Alora AI earns an F safety grade (22/100, Red tier) in our 23-dimension review. The score reflects the operator profile around the product rather than the chat experience itself, which reviewers consistently praise on the App Store.

Five different legal entity names appear across Alora’s public surfaces. The App Store seller line lists “David Wang” with a “© Alora Inc” copyright. The Terms of Use on a free Google Sites page names “Alora Technologies, Inc.,” a Delaware corporation. The Privacy Policy on the same Google Sites property names “Alora” with a different personal Gmail address. The Privacy Policy that the Terms officially links to is hosted on TermsFeed and references “Rimaru” throughout the policy text. The iOS bundle identifier com.rimaru.app confirms the app shipped under the “Rimaru” brand and was rebranded to Alora without fully migrating its legal infrastructure. Two unrelated personal Gmail addresses, free Google Sites hosting, and no operating corporate domain place documentation below the baseline most companion apps publish.

The App Store privacy declaration is the second material concern. Alora’s submission to Apple states “Data Not Collected.” The developer’s own Privacy Policy enumerates email address, name, IP address, browser type, pages visited, time on page, unique device identifiers, mobile device type, mobile device unique ID, mobile operating system, mobile internet browser, and diagnostic data. The Privacy Policy also specifies that chat transcripts are retained up to 24 months for “quality assurance and staff training purposes.” The two declarations cannot be reconciled. App Store Review Guideline 5.1.2 requires privacy submissions to accurately reflect collection practices.

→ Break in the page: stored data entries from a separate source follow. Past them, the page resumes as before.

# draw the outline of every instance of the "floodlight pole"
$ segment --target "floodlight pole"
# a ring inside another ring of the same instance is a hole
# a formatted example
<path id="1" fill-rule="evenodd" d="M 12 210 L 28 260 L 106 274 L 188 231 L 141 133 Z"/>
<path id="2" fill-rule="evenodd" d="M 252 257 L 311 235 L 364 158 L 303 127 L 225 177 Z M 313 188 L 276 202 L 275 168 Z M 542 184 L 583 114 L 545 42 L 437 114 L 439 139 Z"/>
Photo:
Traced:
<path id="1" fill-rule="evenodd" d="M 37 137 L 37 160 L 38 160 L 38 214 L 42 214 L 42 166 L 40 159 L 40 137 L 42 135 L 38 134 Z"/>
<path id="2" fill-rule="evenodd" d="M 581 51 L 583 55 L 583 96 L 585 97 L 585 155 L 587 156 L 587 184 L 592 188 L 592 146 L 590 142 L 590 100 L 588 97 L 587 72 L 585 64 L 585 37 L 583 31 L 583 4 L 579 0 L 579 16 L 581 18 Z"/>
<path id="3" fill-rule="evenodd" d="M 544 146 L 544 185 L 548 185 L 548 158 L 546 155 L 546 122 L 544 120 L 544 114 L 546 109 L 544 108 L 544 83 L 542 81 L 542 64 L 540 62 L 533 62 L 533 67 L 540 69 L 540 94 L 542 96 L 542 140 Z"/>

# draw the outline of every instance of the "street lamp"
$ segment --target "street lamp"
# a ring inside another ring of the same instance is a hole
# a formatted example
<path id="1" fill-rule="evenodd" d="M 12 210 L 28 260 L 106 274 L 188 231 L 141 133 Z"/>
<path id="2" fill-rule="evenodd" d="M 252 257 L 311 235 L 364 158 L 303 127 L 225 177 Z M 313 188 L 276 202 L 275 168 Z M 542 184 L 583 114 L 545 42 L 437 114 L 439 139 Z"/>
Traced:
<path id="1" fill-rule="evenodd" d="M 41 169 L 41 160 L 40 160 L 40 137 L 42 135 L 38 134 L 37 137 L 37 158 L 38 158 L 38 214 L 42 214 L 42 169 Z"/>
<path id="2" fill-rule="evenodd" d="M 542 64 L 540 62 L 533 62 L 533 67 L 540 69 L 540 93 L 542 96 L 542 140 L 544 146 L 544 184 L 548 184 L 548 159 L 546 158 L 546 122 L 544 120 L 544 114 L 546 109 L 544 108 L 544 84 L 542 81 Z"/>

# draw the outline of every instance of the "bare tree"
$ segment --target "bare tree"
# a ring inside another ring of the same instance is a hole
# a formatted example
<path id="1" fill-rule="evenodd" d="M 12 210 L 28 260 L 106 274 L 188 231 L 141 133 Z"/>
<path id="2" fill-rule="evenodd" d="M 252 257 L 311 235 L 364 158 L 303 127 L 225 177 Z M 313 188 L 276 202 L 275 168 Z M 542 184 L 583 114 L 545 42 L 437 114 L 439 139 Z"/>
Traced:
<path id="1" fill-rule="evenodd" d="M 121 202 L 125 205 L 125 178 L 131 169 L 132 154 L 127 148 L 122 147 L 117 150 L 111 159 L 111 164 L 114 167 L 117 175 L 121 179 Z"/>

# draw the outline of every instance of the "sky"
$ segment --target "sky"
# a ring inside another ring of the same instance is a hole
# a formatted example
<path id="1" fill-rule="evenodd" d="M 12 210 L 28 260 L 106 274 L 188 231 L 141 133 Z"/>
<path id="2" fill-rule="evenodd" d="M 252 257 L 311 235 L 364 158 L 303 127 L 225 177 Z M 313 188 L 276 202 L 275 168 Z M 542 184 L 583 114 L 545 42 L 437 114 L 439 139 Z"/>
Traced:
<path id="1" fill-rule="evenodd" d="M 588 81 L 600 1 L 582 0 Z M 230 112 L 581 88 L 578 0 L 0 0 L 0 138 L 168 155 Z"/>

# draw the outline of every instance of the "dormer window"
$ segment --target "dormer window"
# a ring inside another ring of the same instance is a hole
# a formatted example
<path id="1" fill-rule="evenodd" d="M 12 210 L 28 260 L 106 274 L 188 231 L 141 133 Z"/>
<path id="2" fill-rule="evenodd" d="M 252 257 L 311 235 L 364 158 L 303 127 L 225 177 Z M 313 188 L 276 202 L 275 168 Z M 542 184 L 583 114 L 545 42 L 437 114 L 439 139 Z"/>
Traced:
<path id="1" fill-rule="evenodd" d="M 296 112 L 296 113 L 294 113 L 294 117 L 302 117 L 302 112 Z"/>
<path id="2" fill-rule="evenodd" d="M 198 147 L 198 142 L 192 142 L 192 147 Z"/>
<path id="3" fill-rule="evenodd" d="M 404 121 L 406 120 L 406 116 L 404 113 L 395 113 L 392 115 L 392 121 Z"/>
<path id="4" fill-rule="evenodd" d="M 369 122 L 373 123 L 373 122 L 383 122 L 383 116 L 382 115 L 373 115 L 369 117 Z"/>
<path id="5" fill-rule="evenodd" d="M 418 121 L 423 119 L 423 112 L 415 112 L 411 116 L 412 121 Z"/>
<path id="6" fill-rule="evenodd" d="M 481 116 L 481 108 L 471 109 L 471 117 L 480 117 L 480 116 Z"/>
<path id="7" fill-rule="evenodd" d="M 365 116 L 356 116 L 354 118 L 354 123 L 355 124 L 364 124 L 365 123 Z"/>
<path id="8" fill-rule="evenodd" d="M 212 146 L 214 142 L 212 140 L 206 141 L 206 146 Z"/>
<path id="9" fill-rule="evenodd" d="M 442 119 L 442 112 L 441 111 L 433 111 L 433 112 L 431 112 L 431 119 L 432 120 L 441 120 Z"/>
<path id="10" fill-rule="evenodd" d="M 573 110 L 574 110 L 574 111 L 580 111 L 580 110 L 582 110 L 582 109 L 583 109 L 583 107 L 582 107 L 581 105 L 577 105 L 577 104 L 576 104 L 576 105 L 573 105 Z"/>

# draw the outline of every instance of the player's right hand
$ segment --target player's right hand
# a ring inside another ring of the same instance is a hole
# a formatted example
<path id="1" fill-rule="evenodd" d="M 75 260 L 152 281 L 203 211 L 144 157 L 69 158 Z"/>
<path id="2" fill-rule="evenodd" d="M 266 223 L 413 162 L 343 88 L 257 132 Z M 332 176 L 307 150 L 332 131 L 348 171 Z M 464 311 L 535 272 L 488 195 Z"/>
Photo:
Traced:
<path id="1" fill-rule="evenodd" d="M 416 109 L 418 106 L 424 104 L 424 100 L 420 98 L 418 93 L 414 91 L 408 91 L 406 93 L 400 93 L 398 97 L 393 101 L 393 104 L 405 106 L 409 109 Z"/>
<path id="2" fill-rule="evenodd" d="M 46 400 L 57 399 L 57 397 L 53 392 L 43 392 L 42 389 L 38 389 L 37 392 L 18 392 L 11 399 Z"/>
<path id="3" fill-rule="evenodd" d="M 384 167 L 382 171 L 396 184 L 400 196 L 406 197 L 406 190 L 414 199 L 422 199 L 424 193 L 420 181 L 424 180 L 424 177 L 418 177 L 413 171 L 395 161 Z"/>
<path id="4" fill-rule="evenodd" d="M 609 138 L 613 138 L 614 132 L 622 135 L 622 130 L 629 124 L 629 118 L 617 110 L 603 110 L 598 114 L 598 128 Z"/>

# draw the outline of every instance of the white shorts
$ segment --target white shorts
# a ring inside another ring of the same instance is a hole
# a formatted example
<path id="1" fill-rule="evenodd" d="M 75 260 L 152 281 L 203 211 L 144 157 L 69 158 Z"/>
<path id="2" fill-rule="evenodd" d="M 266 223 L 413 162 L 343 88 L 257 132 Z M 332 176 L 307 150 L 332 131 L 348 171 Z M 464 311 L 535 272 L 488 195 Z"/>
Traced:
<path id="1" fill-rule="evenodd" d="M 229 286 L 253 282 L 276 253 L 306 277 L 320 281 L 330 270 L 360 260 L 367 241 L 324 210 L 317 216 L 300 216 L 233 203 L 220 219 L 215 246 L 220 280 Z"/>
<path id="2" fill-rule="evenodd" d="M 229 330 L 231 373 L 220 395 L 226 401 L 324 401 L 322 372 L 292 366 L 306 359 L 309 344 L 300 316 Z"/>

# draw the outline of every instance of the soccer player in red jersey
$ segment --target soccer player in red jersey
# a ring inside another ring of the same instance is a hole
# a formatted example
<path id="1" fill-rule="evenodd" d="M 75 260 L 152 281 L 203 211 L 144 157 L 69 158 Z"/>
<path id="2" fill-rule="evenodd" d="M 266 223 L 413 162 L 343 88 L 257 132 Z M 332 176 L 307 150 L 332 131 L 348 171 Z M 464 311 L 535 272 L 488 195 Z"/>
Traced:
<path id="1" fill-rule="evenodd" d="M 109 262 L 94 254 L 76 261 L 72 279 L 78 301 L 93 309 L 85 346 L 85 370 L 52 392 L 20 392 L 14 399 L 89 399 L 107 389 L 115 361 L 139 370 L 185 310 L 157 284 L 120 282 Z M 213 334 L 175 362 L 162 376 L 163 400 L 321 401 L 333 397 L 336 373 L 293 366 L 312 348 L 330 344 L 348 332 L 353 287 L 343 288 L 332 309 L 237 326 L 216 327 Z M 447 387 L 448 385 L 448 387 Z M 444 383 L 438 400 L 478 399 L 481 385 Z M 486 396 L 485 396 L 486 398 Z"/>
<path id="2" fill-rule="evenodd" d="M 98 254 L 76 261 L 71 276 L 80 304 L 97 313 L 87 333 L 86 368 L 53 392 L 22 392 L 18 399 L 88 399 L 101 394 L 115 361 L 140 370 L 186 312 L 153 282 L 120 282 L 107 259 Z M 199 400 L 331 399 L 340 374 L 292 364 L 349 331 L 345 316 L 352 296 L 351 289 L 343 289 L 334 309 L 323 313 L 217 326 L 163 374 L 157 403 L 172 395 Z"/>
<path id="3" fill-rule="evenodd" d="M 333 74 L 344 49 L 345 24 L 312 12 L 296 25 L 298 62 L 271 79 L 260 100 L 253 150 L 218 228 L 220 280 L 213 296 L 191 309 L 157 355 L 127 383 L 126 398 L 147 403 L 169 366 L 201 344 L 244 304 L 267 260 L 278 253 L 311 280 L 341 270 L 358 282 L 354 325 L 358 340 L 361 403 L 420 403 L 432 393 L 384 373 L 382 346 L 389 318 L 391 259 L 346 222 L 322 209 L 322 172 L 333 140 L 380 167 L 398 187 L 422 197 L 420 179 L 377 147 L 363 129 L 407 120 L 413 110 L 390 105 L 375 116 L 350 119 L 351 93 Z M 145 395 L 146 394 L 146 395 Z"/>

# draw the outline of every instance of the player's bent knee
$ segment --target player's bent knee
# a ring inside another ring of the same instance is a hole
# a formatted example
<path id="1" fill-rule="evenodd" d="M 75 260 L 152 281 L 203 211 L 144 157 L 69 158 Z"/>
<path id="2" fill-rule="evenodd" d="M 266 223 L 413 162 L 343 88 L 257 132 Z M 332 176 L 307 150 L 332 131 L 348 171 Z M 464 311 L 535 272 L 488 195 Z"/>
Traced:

Chat retention is the third concern. The 24-month retention window applies to chat transcripts, account information after closure, support tickets, and usage data. No opt-out is documented. No commitment that chats are excluded from human review appears anywhere in the policy stack. The Privacy Policy is silent on whether chat content trains the AI model, while the Terms of Use grant a worldwide, royalty-free, sublicensable, transferable license to use content “in connection with operating and improving the Service.” That language is broad enough to cover training without naming it. No data export mechanism is documented, so a user who wants a copy of their chat history cannot obtain one through any documented path.

Age policy is the fourth concern. The Terms of Use admit users aged 13 with parental permission. The Privacy Policy says the service does not address anyone under 16. The iTunes Lookup API returns a 17+ content advisory. The App Store HTML page displays 18+. Four documents, four different age floors, no verification mechanism beyond a self-reported landing prompt. No parental-control documentation, no time-limit documentation, no minor-specific safeguard appears anywhere.

Crisis-response and safety documentation are the fifth concern. The Google Sites property hosts only Terms, Privacy, and Support. No safety page, no transparency report, no content-moderation policy, no in-app report-content flow, no published suicide-prevention referral. For a character-chat app where users build long-running relationships with characters that have persistent memory, the absence of any documented crisis-response protocol is a category gap.